‘Town & Country’: Help for Cambodia’s Kids
May 21, 2009 | Read Time: 2 minutes
On a trip to Cambodia in the early 1990s to shoot the famous Angkor temples, the photographer Kenro Izu watched an impoverished child die in her father’s arms because the government-run medical facilities in the little girl’s village, Siem Reap, were inadequate to save her.
Mr. Izu vowed to do something to help the people of Siem Reap, and with the money he made from his photographs, and the help of friends, he established Friends Without a Border, through which he raised money to open the Angkor Hospital for Children.
Today the hospital’s 230 doctors and nurses help poor children and their families who otherwise would not have access to medical care, and has become Cambodia’s main pediatric teaching hospital.
The story of how Mr. Izu’s act of philanthropy produced monumental results is one of many that Town & Country magazine chronicles in its annual philanthropy issue (June).
Also included in the issue is an article that showcases the work of Dina Habib Powell, Jennifer Buffett, and Kayrita Anderson, three women who are using their wealth, business acumen, and life experience to help women and girls throughout the world.
Ms.
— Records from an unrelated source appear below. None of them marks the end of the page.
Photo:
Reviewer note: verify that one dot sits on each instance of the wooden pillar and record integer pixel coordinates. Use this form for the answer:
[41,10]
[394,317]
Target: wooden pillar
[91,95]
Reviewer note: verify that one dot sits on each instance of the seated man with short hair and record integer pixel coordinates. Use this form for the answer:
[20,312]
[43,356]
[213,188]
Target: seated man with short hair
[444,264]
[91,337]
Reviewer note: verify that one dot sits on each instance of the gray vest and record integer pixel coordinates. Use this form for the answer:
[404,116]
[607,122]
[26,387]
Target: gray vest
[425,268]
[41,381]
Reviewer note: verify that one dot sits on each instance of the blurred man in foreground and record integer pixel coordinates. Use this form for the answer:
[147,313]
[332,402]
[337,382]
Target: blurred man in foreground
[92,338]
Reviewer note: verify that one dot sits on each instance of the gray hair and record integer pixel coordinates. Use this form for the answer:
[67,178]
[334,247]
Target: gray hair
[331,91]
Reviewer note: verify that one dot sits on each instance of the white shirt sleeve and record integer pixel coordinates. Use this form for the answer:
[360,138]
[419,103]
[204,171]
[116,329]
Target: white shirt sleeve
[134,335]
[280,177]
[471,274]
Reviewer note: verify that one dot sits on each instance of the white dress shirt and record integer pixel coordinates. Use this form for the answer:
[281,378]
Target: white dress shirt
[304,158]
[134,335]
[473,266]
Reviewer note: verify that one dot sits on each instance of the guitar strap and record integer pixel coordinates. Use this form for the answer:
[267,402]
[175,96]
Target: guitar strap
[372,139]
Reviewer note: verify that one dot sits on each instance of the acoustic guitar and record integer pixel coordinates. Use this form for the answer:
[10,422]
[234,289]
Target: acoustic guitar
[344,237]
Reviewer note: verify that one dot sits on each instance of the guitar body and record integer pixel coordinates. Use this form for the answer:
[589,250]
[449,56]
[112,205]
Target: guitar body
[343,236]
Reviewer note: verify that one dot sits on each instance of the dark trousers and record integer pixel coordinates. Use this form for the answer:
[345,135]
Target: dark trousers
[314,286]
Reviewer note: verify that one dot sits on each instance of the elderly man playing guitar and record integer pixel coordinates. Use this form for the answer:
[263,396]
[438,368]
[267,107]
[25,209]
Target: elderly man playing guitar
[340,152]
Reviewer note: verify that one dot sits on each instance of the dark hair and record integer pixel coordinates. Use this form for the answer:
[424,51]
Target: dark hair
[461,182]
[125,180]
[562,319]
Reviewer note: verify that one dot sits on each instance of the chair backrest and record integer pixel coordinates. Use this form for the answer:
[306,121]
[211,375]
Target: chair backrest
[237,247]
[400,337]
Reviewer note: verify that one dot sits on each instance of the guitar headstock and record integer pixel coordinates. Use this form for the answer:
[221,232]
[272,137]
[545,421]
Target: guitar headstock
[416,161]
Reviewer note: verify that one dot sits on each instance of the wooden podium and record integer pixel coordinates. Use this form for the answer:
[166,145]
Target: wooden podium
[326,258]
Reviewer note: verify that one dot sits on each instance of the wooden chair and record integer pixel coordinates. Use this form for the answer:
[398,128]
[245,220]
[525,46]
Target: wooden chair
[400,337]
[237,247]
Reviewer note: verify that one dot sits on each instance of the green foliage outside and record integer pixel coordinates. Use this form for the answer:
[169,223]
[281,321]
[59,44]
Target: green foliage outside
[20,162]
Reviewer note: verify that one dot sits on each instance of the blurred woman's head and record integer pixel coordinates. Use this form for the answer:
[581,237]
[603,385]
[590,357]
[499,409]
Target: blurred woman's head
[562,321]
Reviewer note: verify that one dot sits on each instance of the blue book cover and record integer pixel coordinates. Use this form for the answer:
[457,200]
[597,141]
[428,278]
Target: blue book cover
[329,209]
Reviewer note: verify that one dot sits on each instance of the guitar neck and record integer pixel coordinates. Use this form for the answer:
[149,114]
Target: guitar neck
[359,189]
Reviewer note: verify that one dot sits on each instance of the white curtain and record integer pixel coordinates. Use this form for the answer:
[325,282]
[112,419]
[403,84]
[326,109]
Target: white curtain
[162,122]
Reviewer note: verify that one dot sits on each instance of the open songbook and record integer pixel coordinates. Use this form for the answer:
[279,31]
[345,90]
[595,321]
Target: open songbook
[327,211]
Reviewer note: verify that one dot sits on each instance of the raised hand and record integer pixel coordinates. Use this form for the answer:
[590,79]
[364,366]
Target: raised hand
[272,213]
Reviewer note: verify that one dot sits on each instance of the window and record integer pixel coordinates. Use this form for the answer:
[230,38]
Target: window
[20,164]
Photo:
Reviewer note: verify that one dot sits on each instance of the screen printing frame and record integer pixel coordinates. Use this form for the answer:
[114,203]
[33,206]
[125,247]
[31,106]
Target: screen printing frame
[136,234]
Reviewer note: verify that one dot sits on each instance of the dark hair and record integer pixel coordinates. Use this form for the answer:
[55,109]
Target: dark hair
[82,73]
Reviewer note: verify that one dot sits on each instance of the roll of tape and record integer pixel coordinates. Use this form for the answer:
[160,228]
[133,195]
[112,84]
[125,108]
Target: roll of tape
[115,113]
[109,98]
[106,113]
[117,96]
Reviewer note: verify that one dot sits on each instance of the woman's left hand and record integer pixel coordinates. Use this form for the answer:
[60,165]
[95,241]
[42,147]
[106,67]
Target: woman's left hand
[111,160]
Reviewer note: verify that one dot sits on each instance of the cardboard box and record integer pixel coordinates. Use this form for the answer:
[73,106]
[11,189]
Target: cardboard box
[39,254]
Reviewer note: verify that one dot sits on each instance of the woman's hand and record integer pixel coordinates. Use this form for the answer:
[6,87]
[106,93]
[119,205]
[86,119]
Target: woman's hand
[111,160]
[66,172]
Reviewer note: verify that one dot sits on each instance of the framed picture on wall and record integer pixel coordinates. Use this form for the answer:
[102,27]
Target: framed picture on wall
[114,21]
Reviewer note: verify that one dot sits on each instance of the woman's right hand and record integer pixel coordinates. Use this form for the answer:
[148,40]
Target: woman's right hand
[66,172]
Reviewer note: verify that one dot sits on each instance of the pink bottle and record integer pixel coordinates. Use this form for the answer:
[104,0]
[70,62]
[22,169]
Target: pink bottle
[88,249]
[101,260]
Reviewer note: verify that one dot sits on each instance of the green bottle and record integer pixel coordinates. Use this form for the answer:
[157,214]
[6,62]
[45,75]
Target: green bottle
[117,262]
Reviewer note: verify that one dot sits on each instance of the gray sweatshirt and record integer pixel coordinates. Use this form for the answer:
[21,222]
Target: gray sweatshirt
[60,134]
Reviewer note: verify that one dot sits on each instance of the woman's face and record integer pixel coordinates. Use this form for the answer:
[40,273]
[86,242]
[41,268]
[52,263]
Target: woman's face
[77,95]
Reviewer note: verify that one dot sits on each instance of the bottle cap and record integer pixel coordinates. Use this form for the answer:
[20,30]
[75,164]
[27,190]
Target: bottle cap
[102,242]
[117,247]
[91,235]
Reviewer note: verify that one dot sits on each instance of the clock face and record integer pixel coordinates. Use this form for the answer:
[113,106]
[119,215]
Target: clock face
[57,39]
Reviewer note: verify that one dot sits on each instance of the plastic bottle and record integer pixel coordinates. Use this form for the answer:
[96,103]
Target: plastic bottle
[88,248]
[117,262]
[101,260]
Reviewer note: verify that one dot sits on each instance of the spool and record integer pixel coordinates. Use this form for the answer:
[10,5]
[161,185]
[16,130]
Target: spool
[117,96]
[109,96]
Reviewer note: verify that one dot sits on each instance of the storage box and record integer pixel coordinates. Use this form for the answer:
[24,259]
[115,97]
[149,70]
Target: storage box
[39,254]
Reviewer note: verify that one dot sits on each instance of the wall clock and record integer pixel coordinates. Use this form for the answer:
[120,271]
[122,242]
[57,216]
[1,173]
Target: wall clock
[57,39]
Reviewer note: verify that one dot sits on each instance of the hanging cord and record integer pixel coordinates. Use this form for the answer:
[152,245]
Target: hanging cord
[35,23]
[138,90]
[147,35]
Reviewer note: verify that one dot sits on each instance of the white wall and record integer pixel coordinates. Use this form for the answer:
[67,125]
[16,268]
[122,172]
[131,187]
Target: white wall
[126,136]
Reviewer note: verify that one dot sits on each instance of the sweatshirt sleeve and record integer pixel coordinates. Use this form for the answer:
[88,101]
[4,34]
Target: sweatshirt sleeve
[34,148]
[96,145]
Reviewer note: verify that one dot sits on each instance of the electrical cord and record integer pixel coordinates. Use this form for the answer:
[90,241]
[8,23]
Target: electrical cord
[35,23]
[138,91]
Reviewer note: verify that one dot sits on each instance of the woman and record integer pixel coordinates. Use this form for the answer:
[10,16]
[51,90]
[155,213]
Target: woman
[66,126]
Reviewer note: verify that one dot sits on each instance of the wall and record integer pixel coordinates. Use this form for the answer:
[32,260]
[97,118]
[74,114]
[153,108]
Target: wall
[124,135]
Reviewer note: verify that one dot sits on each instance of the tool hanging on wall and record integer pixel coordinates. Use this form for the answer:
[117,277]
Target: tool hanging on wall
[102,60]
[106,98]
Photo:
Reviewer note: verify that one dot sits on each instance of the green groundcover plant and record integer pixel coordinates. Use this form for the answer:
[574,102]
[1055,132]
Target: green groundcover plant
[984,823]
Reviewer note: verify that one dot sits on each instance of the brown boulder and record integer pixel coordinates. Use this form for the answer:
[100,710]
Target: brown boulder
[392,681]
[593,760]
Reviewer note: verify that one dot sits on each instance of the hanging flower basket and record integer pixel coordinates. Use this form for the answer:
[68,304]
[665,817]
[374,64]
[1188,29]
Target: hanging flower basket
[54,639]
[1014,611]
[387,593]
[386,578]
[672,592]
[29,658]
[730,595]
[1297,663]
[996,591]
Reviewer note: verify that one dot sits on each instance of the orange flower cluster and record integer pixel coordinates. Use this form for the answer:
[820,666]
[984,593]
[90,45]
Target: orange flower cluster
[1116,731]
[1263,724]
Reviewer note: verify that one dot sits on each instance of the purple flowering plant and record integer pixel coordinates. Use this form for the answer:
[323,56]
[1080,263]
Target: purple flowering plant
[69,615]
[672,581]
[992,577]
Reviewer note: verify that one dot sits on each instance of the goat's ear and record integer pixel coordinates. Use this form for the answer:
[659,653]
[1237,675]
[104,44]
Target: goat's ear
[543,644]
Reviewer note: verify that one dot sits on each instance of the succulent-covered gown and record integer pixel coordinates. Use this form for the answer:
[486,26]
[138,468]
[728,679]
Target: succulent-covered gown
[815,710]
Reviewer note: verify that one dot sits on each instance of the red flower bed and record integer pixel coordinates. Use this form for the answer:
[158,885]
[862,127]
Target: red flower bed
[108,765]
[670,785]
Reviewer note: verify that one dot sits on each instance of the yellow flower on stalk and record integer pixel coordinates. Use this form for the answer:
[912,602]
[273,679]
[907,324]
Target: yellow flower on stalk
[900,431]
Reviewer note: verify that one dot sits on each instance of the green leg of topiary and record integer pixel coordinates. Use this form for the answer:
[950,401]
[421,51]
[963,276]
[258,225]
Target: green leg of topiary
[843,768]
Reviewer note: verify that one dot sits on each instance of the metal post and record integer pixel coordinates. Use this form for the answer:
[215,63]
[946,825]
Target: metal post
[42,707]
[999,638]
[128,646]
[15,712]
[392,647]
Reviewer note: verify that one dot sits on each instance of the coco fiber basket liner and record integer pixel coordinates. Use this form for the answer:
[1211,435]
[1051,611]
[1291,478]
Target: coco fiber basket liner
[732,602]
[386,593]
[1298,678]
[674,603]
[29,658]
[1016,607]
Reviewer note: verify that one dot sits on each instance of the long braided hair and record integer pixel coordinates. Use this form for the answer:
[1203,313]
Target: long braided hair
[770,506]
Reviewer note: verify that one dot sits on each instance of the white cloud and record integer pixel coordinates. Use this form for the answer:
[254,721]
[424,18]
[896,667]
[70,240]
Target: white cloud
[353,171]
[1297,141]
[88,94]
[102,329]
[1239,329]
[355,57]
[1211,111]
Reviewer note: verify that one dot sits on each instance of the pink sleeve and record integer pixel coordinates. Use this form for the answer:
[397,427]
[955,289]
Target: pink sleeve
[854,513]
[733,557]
Habib Powell was tapped by Goldman Sachs to run 10,000 Women, the New York finance giant’s program to provide a business education to 10,000 disadvantaged women across the globe.
Ms. Buffett and her husband, Peter (the son of the billionaire investor Warren E. Buffett), are harnessing the $1-billion the elder Mr. Buffett donated to the couple’s NoVo Foundation in 2006 to help women and girls in America and in developing countries.
A woman who raised herself up out of a hard childhood, Ms. Anderson has given her time and, along with her husband, Harold, more than $2-million through their Harold and Kayrita Anderson Family Foundation for efforts to end child prostitution in the state of Georgia.